Much of our experience of the world is visual. Art involves people in making objects and images through which ideas, experiences, and feelings are made tangible. The visual arts link social, cultural, and spiritual action and belief. It informs our relationships with other people and our environment. The Department’s task is to provide the foundation for students to further develop their skills and knowledge. We provide the tools necessary for them to become good visual communicators or visually literate participants.
The influence of new ways of teaching, particularly Te Kotahitanga have encouraged the Department, especially at the Senior Levels, to engage in processes that are less prescriptive. I would envisage that this process will continue and that students will be more involved in negotiating their own pathways.
Why study the Art and Carving?
The work of creative practitioners contributes to New Zealand’s cultural identity and social fabric both nationally and internationally.
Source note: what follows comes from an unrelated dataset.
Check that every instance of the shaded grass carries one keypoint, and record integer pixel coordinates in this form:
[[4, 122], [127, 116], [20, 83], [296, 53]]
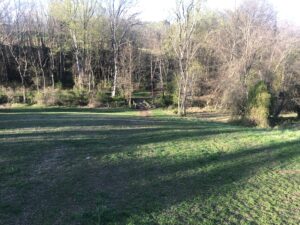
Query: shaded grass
[[80, 166]]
Creativity is also recognised as a key factor in New Zealand businesses moving up the value curve by using innovation to be more competitive on the international stage.
Creative industries, including careers that may have a creative element embedded within them make up a significant proportion of the countries industry.
What is Music about?
Music is a fun, creative subject which has a practical and performance driven focus.
It encompasses four main aspects. Performance: Rehearsing on an instrument of your choice and gaining confidence in performing in a solo or group situation. Whether this be to a small group, a class or an assembly, confidence in performing is key to any musician’s progress. Composition: Creating, writing and developing original pieces of music. This may include songwriting, movie music or other forms of composition. Understanding Music in context: Why we do music and what it is all about. Theory: developing listening skills, being able to write down rhythms or chord progressions and understanding how to follow music scores.
Our vision is:
To create an organised, caring and thriving environment, where students are free to express their musical creativity and learn the basic skills needed to progress in the music industry.
Why study Music?
Music can offer students a range of opportunities not only in class but also out of class in a variety of ways including school production and Smokefree Rockquest. It can lead into further training at tertiary level and provide you with skills which lead to a range of different jobs such as Professional Musician, Teaching, Entertainment Management, Music Store Sales, Composer, Music Advisor, Advertising, Radio and TV Work.
Studying Music helps with the following:
Developing Creative thinking
Composing original music and working with others in a creative way.
Teamwork and discipline
Working with others in group or band situations. Staying focussed to benefit not only yourself but your other group members.
Overcoming fear and taking risks
Performing in a solo or group situation in front of other people or a video camera. Recording yourself singing.
Co-ordination and concentration
Regular practice on an instrument, working and repeating more difficult passages of music, learning new skills.
Brain and memory development
Learning new passages of music and memorizing these for performance situations.
Working independently and working with expensive and delicate equipment.
Sense of achievement and value of perseverance
Learning new or difficult passages of music. Performing to a crowd and entertaining people.
Listening to music in different ways, analysing musical elements and being able to write down what you hear.
Knowledge and use of technology
Being familiar with music technology which includes computer software, apps, studio equipment and guitar equipment such as amplifiers and effects pedals.